Entre os inimigos limítrofes, a Síria, sofrendo terrivelmente os efeitos de guerra civil devastadora, não representa perigo algum. Na verdade, é o contrário: a aviação e Israel já bombardeou cerca de 100 vezes o território sírio, visando atingir forças do Irã e do Hisbolá que lutam por Assad.
O Líbano está longe de morrer de amores por Israel. Mas, seu exército é infinitamente inferior, nem sonha em atacar o território israelense.
Novamente é o contrário que acontece. O país já foi muitas vezes sobrevoado por aviões israelense, en route para alvos em território sírio. Claro, nunca Netanyahu se deu ao trabalho de pedir licença ao governo de Beirute.
Gaza dá trabalho, seus mísseis incomodam, irritam, até assustam. E não passam disso. Até agora quase mal algum fizeram. São muito mais duras as constantes retaliações dos aviões de Israel, que matam e destroem, com incomparável eficiência.
Deixando de lado a contiguidade com o território de Israel, encontramos no Oriente Médio a Turquia, que mantém relações completas com Telaviv; a Arábia Saudita e seus estados vassalos do Golfo Pérsico parceiros dos israelenses na hostilidade ao Irã; o Kuwait e o Sultanato de Omã, que nunca atacaram Israel, sequer imaginam uma possibilidade tão remota.

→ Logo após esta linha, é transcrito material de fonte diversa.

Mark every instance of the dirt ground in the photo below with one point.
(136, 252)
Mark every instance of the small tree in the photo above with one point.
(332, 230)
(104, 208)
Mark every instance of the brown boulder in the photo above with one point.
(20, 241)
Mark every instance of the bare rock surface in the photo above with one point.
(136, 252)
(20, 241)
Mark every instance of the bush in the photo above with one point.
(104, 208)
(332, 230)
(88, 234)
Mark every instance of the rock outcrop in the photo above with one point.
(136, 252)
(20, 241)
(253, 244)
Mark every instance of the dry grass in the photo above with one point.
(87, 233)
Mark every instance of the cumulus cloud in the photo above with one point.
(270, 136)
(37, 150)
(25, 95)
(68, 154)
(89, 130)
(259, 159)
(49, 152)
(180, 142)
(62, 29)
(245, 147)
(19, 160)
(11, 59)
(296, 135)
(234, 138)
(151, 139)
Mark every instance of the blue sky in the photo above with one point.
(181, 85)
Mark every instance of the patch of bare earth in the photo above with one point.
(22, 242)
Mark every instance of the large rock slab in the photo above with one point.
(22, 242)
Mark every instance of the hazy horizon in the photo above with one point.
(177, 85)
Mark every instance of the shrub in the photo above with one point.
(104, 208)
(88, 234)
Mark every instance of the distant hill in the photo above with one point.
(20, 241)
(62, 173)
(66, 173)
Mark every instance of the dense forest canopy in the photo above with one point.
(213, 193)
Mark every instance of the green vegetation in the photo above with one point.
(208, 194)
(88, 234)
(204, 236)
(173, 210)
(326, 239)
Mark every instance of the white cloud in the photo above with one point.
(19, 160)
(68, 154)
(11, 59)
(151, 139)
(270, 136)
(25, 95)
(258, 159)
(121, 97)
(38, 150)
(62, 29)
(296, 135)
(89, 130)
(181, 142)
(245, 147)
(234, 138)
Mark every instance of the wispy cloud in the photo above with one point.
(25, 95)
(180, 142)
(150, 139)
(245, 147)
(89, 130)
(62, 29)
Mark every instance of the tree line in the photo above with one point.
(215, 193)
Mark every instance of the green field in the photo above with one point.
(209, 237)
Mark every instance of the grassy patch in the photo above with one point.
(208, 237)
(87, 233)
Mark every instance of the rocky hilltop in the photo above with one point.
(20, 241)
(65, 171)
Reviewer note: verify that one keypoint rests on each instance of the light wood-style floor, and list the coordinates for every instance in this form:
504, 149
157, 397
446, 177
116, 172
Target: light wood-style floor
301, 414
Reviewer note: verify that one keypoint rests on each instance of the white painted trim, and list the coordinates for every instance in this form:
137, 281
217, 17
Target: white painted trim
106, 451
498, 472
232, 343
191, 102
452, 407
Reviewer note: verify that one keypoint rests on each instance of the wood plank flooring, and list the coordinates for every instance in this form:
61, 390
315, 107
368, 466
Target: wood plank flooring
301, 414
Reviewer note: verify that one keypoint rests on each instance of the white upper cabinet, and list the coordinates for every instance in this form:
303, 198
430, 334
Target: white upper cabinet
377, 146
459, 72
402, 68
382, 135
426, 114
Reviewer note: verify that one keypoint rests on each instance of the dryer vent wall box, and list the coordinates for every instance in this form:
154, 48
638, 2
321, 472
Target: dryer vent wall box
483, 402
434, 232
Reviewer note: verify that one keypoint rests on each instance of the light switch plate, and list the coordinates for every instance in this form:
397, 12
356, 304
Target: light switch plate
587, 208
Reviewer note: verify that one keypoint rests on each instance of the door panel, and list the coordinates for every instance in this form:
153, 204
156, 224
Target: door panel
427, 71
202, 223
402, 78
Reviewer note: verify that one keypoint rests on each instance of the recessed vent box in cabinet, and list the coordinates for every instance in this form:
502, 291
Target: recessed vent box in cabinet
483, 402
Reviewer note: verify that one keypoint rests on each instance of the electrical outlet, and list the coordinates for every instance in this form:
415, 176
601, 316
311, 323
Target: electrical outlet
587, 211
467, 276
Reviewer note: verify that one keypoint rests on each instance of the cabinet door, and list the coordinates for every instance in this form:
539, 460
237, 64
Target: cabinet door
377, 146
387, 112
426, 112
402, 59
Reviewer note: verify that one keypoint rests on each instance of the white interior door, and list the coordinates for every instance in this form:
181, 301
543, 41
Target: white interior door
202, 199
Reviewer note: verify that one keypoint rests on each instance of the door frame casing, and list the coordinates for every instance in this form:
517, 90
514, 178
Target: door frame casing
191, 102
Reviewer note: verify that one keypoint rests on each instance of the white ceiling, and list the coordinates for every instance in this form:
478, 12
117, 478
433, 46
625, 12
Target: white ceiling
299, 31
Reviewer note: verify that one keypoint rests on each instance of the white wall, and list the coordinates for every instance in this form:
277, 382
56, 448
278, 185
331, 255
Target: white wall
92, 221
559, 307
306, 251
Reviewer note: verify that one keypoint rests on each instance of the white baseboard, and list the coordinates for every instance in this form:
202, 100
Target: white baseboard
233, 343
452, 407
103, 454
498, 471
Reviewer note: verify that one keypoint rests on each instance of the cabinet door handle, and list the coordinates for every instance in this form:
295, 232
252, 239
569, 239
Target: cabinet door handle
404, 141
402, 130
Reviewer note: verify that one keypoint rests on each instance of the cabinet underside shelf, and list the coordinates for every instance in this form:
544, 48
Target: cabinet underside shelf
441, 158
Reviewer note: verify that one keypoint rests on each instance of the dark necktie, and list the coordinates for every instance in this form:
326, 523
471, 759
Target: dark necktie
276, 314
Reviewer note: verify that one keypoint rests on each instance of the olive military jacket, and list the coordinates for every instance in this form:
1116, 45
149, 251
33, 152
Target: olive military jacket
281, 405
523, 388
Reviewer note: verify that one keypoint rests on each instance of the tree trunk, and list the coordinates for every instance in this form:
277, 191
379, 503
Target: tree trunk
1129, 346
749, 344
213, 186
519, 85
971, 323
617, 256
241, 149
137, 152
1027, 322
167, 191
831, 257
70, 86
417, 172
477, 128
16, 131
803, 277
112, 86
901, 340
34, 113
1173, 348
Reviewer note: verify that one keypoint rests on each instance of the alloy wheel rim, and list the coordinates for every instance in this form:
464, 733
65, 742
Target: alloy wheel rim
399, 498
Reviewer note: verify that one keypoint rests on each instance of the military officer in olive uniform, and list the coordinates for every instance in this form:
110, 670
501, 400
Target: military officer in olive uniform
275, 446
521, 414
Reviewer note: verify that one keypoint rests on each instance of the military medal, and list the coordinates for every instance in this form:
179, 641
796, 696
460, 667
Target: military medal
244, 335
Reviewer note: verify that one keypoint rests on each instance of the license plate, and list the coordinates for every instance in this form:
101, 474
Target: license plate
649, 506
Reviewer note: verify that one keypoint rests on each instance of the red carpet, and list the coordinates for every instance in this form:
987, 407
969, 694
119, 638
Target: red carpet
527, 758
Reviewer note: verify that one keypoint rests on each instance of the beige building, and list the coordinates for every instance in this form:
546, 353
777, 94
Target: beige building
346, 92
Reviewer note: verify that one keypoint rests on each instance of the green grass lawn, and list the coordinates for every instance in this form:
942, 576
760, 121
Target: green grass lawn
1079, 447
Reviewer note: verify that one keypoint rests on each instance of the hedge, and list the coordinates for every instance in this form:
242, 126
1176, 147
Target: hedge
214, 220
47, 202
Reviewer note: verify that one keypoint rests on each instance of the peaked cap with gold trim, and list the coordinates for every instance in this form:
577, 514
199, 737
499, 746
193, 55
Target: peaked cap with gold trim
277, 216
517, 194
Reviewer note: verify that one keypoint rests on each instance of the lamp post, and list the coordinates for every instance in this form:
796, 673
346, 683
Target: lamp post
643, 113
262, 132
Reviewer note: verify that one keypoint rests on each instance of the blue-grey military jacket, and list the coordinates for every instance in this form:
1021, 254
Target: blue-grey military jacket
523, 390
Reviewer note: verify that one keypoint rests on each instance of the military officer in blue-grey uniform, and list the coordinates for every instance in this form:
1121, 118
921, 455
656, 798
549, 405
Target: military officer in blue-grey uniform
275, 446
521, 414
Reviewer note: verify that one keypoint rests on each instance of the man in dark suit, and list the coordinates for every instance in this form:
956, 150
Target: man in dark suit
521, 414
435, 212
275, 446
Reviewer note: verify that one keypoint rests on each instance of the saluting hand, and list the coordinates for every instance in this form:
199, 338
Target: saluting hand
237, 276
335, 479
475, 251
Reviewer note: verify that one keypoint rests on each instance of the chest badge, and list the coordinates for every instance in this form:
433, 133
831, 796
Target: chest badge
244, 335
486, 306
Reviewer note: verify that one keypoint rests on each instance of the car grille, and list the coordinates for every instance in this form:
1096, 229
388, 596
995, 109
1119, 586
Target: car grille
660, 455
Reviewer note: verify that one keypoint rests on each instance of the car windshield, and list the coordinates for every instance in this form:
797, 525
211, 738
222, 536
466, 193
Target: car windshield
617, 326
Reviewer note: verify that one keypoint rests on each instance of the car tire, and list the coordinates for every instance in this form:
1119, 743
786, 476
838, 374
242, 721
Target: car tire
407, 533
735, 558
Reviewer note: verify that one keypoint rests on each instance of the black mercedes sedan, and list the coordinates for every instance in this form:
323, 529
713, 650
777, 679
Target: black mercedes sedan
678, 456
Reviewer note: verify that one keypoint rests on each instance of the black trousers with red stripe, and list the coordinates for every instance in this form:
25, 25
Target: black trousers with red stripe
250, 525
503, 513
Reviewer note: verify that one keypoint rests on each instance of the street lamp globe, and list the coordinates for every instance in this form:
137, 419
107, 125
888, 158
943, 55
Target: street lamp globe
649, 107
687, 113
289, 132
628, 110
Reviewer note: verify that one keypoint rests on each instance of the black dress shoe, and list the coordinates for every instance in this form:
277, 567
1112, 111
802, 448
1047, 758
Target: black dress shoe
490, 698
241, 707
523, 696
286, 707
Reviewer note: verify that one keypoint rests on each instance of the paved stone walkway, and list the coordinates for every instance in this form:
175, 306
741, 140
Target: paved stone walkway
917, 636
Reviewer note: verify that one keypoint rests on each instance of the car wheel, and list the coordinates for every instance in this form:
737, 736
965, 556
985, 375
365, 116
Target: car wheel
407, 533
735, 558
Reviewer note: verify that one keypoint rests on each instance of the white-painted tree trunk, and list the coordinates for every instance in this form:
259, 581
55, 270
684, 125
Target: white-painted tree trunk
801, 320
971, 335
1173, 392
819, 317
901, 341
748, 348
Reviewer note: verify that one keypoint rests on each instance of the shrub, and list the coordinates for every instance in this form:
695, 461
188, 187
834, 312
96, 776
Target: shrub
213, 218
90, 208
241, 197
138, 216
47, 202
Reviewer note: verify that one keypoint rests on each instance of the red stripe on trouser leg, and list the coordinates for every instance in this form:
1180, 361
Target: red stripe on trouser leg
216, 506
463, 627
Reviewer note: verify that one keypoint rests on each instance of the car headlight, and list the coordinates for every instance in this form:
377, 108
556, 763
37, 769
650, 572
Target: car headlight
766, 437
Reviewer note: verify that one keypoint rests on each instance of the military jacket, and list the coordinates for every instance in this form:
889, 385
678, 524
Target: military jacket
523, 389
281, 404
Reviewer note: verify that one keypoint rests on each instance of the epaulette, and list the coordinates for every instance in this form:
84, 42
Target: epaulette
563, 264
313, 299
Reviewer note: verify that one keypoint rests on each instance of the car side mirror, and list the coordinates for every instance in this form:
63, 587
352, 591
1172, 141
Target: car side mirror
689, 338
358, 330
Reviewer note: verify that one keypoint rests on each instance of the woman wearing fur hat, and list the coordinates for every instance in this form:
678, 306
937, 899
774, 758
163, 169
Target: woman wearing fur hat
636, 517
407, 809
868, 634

Resta o Irã, esse, sim, um inimigo implacável. Mas sem condições reais de enfrentar Israel com chances de vitória.
Além das foças armadas israelenses contarem com os mais avançados armamentos, teriam ao seu lado o poder esmagador dos EUA.
Não vejo Israel como um cordeiro cercado de lobos ferozes. Talvez, nos dias de hoje, os papéis estejam invertidos.
Claro, gente como Avigdor Lieberman e Naftali Bennett jamais irá abandonar suas pregações desumanas.
No entanto, bem que o governo de Telaviv poderia reconhecer que assassinatos seletivos no exterior não são mais úteis. De modo algum.
Pelo contrário, essa prática, quando se torna notória, só serve para denegrir ainda mais a imagem ora desgastada de Israel.
Acredito estar crescendo a consciência internacional de que valores como a justiça e os direitos individuais são artigos de primeira necessidade.